# Proof - If the square of an integer is even, . . .

1. Apr 7, 2009

### yanjt

Hi,
I have no idea on how to start to do this question.
If the square of an integer is even,then the integer itself is even

I try to check some books but i can't get any similar examples.I wonder if I can directly prove the n=2k, n^2 = 2(2k^2).

Thanks!

2. Apr 7, 2009

### matt grime

Re: proof

But that is the converse of what you were asked to show. You want to show that if m^2 is even, then m is even. One of the definitions of a prime number makes this instantaneous. What definitions of prime do you know?

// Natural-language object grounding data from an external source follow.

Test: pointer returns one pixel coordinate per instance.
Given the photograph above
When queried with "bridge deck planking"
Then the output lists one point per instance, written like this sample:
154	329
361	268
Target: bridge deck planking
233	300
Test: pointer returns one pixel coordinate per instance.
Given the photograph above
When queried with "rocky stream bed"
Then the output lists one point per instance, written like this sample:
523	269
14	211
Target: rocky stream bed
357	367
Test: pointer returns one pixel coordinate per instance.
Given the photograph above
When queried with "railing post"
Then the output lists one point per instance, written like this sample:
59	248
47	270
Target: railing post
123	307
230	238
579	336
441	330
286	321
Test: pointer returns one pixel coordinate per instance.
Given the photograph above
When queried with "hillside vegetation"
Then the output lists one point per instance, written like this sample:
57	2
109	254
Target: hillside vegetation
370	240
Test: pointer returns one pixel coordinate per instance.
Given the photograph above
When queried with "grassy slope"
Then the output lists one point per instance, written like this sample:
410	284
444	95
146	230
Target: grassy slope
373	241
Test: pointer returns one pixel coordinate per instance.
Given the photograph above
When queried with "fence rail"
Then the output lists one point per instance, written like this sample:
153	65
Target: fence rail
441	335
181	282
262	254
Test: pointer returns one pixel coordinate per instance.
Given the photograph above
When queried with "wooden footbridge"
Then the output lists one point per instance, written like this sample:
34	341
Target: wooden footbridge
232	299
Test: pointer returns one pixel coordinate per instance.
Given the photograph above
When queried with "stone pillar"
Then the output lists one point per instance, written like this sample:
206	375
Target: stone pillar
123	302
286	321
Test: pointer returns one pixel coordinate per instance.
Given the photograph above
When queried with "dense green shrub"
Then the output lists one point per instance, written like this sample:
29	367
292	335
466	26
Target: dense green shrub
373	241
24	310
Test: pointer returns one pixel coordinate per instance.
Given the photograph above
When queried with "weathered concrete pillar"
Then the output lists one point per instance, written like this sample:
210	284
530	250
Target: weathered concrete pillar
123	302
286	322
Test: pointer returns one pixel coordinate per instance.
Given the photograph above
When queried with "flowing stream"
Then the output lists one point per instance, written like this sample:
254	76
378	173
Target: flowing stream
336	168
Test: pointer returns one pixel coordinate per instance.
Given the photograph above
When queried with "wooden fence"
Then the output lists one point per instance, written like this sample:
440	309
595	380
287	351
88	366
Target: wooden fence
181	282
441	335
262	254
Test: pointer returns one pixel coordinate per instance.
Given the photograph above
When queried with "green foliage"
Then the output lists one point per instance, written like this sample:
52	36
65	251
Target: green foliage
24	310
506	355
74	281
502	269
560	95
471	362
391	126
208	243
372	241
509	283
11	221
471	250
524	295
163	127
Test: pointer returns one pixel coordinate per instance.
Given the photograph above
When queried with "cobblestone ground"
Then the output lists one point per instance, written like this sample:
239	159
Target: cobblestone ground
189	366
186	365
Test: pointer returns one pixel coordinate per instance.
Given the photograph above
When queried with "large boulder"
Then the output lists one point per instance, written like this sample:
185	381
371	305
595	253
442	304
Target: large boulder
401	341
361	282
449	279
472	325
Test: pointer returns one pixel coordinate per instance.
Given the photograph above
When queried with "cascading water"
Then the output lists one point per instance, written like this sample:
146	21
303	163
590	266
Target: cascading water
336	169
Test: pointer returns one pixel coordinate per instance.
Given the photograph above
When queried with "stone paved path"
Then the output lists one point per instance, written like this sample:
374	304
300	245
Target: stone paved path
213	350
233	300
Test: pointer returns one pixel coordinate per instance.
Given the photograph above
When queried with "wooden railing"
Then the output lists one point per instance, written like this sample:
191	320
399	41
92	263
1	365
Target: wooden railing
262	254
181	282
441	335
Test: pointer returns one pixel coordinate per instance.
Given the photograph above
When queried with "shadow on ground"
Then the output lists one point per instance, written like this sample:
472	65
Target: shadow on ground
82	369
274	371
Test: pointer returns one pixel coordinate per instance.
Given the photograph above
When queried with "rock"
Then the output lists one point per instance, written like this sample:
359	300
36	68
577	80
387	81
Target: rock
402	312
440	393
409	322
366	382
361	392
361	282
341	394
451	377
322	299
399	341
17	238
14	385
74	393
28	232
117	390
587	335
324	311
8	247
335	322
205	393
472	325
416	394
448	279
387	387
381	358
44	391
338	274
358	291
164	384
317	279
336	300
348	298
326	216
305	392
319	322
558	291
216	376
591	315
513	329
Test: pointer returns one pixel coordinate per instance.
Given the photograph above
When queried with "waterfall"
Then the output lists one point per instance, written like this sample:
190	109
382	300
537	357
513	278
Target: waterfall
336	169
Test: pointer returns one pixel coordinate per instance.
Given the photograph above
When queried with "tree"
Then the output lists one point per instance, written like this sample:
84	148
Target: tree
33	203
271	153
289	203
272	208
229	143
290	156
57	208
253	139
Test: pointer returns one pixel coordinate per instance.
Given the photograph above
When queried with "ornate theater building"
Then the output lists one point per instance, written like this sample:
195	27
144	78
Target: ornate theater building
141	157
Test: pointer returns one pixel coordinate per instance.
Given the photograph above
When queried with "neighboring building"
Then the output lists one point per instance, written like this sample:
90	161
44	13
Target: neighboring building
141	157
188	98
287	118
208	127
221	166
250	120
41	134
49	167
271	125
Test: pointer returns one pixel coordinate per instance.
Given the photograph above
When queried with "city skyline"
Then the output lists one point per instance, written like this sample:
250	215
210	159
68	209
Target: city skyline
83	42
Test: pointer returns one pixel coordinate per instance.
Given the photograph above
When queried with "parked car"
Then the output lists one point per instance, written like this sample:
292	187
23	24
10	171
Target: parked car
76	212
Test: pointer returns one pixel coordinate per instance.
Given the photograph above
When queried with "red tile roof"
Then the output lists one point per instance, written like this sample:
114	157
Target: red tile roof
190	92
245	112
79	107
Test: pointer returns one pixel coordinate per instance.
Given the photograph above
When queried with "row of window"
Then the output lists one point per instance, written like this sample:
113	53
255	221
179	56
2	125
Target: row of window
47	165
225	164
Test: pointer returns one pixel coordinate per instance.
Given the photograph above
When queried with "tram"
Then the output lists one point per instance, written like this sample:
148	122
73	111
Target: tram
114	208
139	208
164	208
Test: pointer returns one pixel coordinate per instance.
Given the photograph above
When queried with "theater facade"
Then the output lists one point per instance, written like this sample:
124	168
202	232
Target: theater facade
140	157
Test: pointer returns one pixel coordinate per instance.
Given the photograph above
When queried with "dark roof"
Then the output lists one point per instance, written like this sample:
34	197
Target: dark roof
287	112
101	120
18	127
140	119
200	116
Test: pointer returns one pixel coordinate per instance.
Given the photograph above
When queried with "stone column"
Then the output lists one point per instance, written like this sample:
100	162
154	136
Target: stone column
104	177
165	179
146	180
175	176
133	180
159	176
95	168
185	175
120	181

Alternatively you can show that if n is odd, then n^2 is odd.

3. Apr 7, 2009

### tiny-tim

Welcome to PF!

Hi yanjt! Welcome to PF!

Try proving it the other way round:

if an integer is odd, its square is odd.

4. Apr 7, 2009

### yanjt

Re: proof

Prime number is number that can be divided by or itself.
if i prove that an integer is odd,its square is odd,I am not using contradiction to prove it,right?I can show that if an integer is odd,its square is odd.Yet, how can i show that if the square of an integer is even,the integer itself is even?

Thanks for ur help!

p/s:Thanks tiny-tim!I found this website is really useful!=)

5. Apr 7, 2009

### matt grime

Re: proof

What's wrong with using proof by contradiction?

6. Apr 8, 2009

### yanjt

Re: proof

Nothing is wrong using contradiction.What i mean is that,i wonder if proof "if n is odd,n^2 is odd" is a kind of contradiction?